The Political-Criminal Nexus: Emerging Violent Threat to Governability in the Twenty-First Century
Roy Godson, Government, Georgetown University
Research Grant, 1998, 1999
One of the more dangerous contemporary threats to the quality of life is the collaboration of the political establishment with the criminal underworld—the political-criminal nexus (PCN). These partnerships increasingly undermine the rule of law, human rights, and economic development in many parts of the world, especially in states in transition.
The problem is chronic in, for example, Mexico, Nigeria, Turkey, and Taiwan. Only the forms and balance of power among the players change. In other areas, such as Colombia, the Andes, Afghanistan, Southwest and Southeast Asia, the Balkans and the Caucuses, the problem is more acute, violent, and kaleidoscopic, and often it dominates political, economic, and social life.
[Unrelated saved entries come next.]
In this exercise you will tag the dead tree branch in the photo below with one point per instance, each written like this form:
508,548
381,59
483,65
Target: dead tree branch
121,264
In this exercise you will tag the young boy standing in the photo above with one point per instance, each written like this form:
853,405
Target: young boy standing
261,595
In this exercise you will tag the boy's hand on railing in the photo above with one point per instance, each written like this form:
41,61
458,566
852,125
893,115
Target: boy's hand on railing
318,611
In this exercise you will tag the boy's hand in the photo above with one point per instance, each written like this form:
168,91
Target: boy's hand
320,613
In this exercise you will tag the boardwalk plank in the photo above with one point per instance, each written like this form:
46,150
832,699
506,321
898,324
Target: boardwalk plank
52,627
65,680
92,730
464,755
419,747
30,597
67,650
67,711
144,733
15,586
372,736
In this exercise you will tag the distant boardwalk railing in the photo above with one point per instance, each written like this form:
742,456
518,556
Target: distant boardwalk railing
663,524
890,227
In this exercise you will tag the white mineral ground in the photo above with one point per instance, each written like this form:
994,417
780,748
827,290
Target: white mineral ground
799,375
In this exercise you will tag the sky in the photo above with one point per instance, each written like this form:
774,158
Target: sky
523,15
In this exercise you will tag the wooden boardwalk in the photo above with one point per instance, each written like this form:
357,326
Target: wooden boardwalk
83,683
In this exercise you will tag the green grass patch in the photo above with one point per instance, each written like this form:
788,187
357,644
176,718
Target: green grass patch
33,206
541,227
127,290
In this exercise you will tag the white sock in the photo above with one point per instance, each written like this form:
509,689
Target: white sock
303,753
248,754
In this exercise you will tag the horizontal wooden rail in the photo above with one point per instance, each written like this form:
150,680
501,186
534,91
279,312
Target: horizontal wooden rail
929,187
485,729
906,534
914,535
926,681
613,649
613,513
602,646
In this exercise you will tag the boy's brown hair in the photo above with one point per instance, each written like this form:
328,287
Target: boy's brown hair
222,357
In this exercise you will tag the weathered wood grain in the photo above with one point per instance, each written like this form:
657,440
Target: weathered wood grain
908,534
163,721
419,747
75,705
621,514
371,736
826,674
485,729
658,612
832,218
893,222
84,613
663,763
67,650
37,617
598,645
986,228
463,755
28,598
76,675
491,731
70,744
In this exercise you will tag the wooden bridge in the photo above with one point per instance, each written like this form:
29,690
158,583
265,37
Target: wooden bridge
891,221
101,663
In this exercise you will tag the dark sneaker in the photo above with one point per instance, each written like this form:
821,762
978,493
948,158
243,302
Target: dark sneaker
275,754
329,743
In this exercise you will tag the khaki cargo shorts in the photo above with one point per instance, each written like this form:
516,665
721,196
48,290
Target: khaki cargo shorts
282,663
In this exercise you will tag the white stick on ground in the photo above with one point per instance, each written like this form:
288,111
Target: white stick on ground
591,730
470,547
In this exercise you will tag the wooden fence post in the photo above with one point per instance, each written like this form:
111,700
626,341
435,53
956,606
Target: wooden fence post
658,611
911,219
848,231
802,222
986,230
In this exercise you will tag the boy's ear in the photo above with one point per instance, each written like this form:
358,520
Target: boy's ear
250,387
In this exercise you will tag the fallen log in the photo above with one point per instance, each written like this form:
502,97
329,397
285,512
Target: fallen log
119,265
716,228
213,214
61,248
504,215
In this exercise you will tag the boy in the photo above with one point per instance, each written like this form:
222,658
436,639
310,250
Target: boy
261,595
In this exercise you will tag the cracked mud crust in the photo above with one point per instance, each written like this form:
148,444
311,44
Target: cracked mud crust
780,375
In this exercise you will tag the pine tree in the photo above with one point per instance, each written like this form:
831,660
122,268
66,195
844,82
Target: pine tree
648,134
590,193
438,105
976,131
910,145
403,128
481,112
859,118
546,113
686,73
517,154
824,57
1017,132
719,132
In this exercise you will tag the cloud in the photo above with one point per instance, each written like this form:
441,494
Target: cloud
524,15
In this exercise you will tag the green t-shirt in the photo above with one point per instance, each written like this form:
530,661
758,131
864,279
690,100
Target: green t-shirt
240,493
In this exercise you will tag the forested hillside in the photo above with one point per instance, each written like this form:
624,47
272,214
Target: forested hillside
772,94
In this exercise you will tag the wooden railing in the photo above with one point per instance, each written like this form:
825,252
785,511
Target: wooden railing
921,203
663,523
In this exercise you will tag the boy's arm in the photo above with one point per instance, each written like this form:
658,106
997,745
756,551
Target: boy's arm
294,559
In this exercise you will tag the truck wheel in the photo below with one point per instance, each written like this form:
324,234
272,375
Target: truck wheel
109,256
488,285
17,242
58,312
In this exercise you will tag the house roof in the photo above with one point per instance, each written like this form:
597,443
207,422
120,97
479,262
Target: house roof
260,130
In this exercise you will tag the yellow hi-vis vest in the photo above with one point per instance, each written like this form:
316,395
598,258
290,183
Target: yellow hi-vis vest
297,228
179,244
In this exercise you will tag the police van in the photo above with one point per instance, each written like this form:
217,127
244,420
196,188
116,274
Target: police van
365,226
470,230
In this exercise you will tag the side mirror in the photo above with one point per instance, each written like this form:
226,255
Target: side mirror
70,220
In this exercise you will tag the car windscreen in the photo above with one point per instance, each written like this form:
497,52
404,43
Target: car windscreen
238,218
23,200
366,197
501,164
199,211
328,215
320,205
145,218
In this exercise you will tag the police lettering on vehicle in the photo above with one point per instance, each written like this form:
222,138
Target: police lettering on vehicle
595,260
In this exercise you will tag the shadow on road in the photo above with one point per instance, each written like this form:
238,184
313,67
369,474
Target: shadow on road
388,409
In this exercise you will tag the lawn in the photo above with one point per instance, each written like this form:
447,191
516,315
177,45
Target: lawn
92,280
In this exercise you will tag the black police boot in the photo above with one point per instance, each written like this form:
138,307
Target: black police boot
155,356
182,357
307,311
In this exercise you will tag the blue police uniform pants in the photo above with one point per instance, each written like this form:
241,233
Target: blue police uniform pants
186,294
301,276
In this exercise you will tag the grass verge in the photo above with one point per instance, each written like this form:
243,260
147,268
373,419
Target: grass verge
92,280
Despite the potential magnitude, there is little understanding of the security threats posed by the PCNs and how and why political-criminal relationships are formed and maintained. Nor has there been systematic study of policy prescriptions for disrupting existing relationships or methods for preventing future ones from developing. Menace to Society (Transaction, 2003) is the first attempt to develop an analytical framework. Case studies of Colombia, Hong Kong, Taiwan, Italy, Mexico, Nigeria, Russia and the Ukraine, and the United States by leading scholars and practitioners answer such key questions as:
How do PCNs get established?
How is a PCN maintained, and destroyed?
What do the participants want from each other in a PCN?
What can be learned from those who have successfully countered the PCN?
When state institutions are weak, as in Nigeria and Colombia, the state often cannot prevent political-criminal collaboration. A lack of checks and balances, either from civil society or opposition political parties, is a key factor.
The findings indicate that political, economic, and cultural factors play a significant role in the formation and evolution of PCNs. When state institutions are weak, as in Nigeria and Colombia, the state often cannot prevent political-criminal collaboration. A lack of checks and balances, either from civil society or opposition political parties, is a key factor. Cultural patterns tend to facilitate this kind of collaboration. In patron-client relationships, individuals, criminal and noncriminal, come to accept that solutions to economic and personal needs and conflicts depend on certain leaders.
Markets and economics are also affected. In many countries, the supply and demand for illegal goods and services, not only drugs, creates a market controlled by criminals who need political help to “run” their business. In Colombia, for example, the scale of illicit funds made creation of a national level PCN a major goal of the cartels. The line between legitimate and illegitimate business is increasingly blurred.
As local problems become global, and global problems have local effects, the complex relations between criminals and political elites appear to explain much, not only about local politics, but also regional and global trends in world politics. These increasingly complicated dynamics have also created a new kind of security challenge, the contours of which are only gradually coming into focus.
There has been some progress in countering the PCN. Lessons can be learned from experiences in Hong Kong and Sicily, for example, where law enforcement has been boosted by cultural changes that have diminished political-criminal collaboration. These examples may illustrate a promising approach that has applicability elsewhere.